Noël dans le film est tout à la fois le prétexte, le père de Billy achète Gizmo en cadeau pour son fils, une toile de fond et un élément de contraste entre le chaos qui s’empare de Kingston Falls et ce que sont censés être les fêtes de fin d’année. Noël c’est le sucre qui fait passer l’amertume du café et Gremlins ne manque pas d’amertume. Il est d’ailleurs curieux que le narrateur du film, le père de Billy, en est le grand absent toujours loin de chez lui au point de manquer, et ce n’est sans doute pas la première fois, le réveillon de Noël.
Gremlins est un infra film d’horreur. Comprendre que c’est un film qui s’arrête sur le seuil du genre mais sans le franchir. C’est un long métrage qu’on peut voir en famille sans crainte de traumatiser les gamins ou les personnes allergique à l’épouvante. Joe Dante qui s’y connait en matière d’horreur sait jusqu’où aller et demeure bien sagement du côté de la comédie fantastique mais la structure de l’intrigue emprunte aux films d’invasion extra-terrestre des années 50 - Billy regarde L’invasion des profanateurs de sépultures. La scène où il cherche à convaincre le sheriff et son adjoint que des monstres sèment la pagaille en ville est un emprunt direct au genre car bien sûr les adultes ne le croient pas. On retrouve également cette progression allant de faits étranges mais apparemment anodins à un déchaînement de violences (ici laissées hors champ) typiques des histoires fantastiques. La violence est cartoonesque.

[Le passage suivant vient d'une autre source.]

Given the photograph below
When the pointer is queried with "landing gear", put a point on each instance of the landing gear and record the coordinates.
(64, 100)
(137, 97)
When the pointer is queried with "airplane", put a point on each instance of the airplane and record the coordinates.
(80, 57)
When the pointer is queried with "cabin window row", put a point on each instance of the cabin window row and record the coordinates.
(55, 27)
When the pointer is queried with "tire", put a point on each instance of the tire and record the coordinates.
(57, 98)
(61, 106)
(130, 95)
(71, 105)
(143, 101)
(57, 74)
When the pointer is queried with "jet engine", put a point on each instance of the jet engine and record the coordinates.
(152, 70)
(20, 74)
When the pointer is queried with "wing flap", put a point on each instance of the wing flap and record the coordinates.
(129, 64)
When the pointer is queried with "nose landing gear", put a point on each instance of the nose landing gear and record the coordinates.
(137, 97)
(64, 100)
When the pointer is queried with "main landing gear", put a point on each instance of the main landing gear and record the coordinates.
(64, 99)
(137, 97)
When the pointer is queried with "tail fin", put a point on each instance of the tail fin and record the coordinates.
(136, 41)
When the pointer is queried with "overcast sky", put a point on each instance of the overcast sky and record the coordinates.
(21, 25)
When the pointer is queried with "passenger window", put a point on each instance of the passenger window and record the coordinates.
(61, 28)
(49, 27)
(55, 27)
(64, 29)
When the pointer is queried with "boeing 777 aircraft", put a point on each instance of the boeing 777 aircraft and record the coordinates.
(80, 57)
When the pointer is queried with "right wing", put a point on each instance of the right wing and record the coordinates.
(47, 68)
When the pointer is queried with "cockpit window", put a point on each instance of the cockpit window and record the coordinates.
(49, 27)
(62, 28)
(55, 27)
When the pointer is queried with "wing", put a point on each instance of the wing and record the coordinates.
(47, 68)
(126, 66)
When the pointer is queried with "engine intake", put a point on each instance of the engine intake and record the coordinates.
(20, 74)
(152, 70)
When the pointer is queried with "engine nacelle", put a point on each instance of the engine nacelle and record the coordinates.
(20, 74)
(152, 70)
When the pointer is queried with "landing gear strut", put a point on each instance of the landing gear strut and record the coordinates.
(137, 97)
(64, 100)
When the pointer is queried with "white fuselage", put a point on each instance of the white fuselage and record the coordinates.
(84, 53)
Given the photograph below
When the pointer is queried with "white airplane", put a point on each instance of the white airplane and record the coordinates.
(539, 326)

Le film fait d’autres clins d’œil au cinéma d’horreur. Les cocons desquels jaillissent les gremlins font penser à ceux vus dans Alien tout comme la façon qu’à Joe Dante de retarder autant que possible l’apparition des salles bêtes fait penser à la manière qu’a Ridley Scott de cacher le xénomorphe autant qu’il le peut. Enfin la vulnérabilité des gremlins devant les rayons du Soleil fait échos à celle des vampires et la scène qui voit périr le gremlin en chef, celui à crête, est comme une réminiscence des films de Dracula.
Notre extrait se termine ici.